Ahmedabad, Nov. 21: Narendra Modi returned from abroad this morning and suspended his temple-razing drive after a meeting with the man who had dubbed him “Aurangzeb” yesterday.
The chief minister ordered the halt minutes after Vishwa Hindu Parishad president Ashok Singhal called on him to describe how much the demolitions had hurt his outfit, and Hindus in general.
“The drive has been temporarily suspended,” an official at the chief minister’s office confirmed.
Singhal yesterday compared Modi to Aurangzeb, a Sangh parivar object of hate, and Mahmud of Ghazni, an 11th-century invader alleged to have sacked many temples in Gujarat.
Theories abound on why Modi has halted the much-reviled drive, aimed at nearly 350 illegally built temples in Gandhinagar. Many including the Congress saw the demolitions as Modi’s revenge on a bitterly critical Parishad; and its suspension after the Singhal meeting is being seen as significant though details of the talks aren’t clear.
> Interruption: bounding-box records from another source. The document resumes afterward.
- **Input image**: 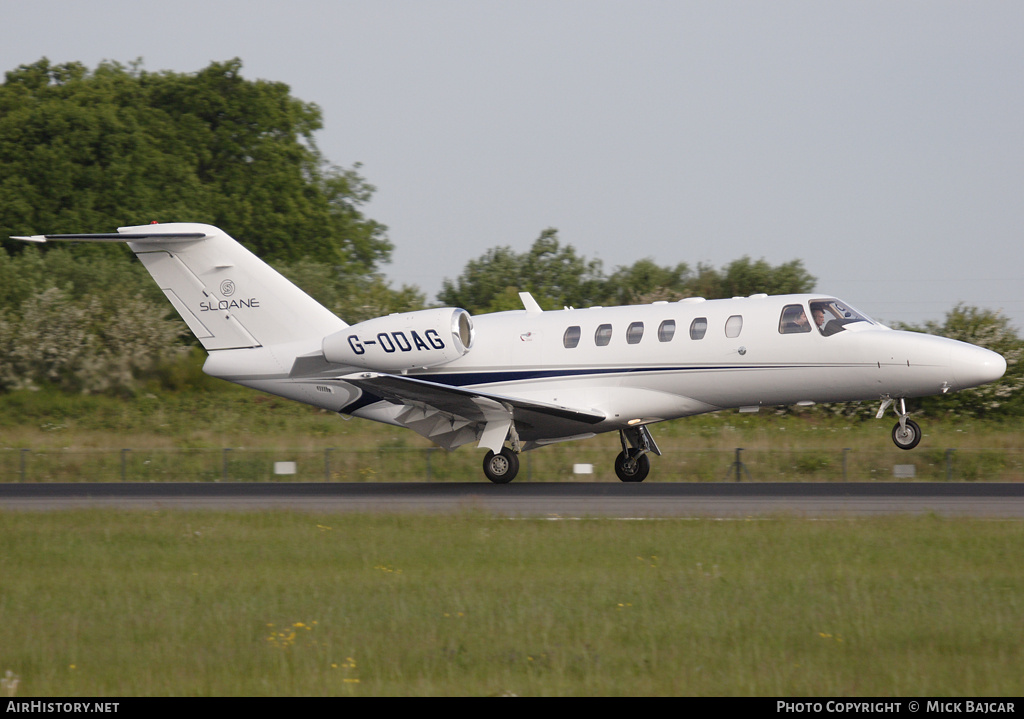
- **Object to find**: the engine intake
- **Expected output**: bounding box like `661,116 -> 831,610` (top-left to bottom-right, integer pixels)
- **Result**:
323,307 -> 473,372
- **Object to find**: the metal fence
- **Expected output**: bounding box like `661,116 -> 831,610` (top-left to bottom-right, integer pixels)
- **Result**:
0,445 -> 1024,482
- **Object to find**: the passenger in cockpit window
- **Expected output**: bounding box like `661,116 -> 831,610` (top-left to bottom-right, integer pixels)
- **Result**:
811,305 -> 843,337
778,304 -> 811,335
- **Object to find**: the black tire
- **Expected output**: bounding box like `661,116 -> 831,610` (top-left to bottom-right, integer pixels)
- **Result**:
483,447 -> 519,484
615,448 -> 650,481
893,420 -> 921,450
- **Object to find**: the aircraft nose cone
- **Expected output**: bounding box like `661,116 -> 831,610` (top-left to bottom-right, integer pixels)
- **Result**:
949,342 -> 1007,389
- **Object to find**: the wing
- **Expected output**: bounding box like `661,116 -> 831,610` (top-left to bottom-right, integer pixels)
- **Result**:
340,372 -> 605,452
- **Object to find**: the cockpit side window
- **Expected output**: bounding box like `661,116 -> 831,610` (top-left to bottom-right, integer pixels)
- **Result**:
778,304 -> 811,335
811,299 -> 874,337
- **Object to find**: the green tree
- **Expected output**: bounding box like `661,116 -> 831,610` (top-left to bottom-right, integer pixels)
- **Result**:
0,58 -> 391,273
437,228 -> 603,312
605,257 -> 693,305
897,303 -> 1024,418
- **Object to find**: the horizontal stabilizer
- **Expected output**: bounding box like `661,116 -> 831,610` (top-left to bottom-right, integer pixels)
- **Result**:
10,232 -> 207,243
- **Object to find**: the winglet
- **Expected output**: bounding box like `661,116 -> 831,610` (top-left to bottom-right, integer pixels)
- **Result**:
519,292 -> 544,314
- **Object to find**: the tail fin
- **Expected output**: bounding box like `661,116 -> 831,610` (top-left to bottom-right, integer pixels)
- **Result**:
12,222 -> 348,350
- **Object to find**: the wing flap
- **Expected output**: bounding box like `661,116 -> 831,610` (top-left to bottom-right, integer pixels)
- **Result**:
340,372 -> 605,452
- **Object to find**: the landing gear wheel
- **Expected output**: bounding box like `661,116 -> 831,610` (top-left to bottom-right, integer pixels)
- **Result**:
893,420 -> 921,450
615,448 -> 650,481
483,447 -> 519,484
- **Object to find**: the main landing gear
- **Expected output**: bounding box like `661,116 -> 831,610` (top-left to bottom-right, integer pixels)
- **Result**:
483,447 -> 519,484
876,397 -> 922,450
615,426 -> 662,481
483,427 -> 662,484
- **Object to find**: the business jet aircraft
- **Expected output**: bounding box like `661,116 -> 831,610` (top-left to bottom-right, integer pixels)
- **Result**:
14,223 -> 1007,483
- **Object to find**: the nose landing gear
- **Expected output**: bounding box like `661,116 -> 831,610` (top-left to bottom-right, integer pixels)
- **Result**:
876,397 -> 922,450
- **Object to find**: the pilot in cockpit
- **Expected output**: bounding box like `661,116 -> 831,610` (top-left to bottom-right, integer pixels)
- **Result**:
811,304 -> 843,337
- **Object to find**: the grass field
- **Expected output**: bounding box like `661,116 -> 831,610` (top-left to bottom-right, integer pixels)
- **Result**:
0,511 -> 1024,697
6,383 -> 1024,481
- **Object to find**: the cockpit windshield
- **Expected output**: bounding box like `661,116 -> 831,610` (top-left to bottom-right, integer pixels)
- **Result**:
810,299 -> 874,337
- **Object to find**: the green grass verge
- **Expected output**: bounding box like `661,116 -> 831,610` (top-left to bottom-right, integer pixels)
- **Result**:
0,511 -> 1024,697
0,383 -> 1024,481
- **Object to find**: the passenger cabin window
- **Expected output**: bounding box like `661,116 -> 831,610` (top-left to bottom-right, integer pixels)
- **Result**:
657,320 -> 676,342
626,322 -> 643,344
725,314 -> 743,338
778,304 -> 811,335
811,299 -> 874,337
690,318 -> 708,339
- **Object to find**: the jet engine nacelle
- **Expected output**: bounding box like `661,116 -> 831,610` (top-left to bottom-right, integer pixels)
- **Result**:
324,307 -> 473,372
Some others, who sniffed a Modi bid to emerge a “secular and national” alternative to L.K. Advani, think the chief minister perhaps considers he has achieved his aim and is wary of pushing his bemused Hindu vote base too far.
Some 265 temples, including 15 “big ones”, have already been pulled down, an official said. One temple has been razed in Surat and surveys are on in several districts to identify those illegally built.
“The drive has been suspended but the message has already gone round,” said former BJP lawmaker Sunil Oza, now in the breakaway Mahagujarat Janata Party.
Some others believe the halt is a fallout of the Gandhinagar civil court yesterday staying the demolition of two popular temples — the Mahakali Mandir in Sector 5 and the Shiv temple in Sector 4. The court has ordered regularisation of these two temples that were to be razed today.
M.R. Patel of the Mandir Bachao Samiti, formed by Gandhinagar residents and temple trusts after the demolitions began last week, is thanking the court and not Modi. But it isn’t clear why a stay relating to just two shrines — the court rejected petitions from several other temple trusts — should stop the entire drive.
An official said the administration would move a higher court against the stay. Modi already has a high court order to demolish illegal buildings, but it does not mention any specific structures.
All illegal shrines on roads and other public places have been flattened and only 82 more, erected on government land in residential areas, are left. They will be pulled down too, said a collectorate official.
Sai Baba shrines and other temples have mushroomed across Gandhinagar since the BJP came to power in the state in 1995.Puzzled text messages are flying across Ahmedabad, trying to figure out the chief minister’s apparent transformation from Hindutva’s poster boy to temple buster.
But Modi, widely blamed for the 2002 carnage of Muslims, has already reinvented himself as a champion of development. He today returned from a four-day tour of Uganda and Kenya, where he had led a business delegation.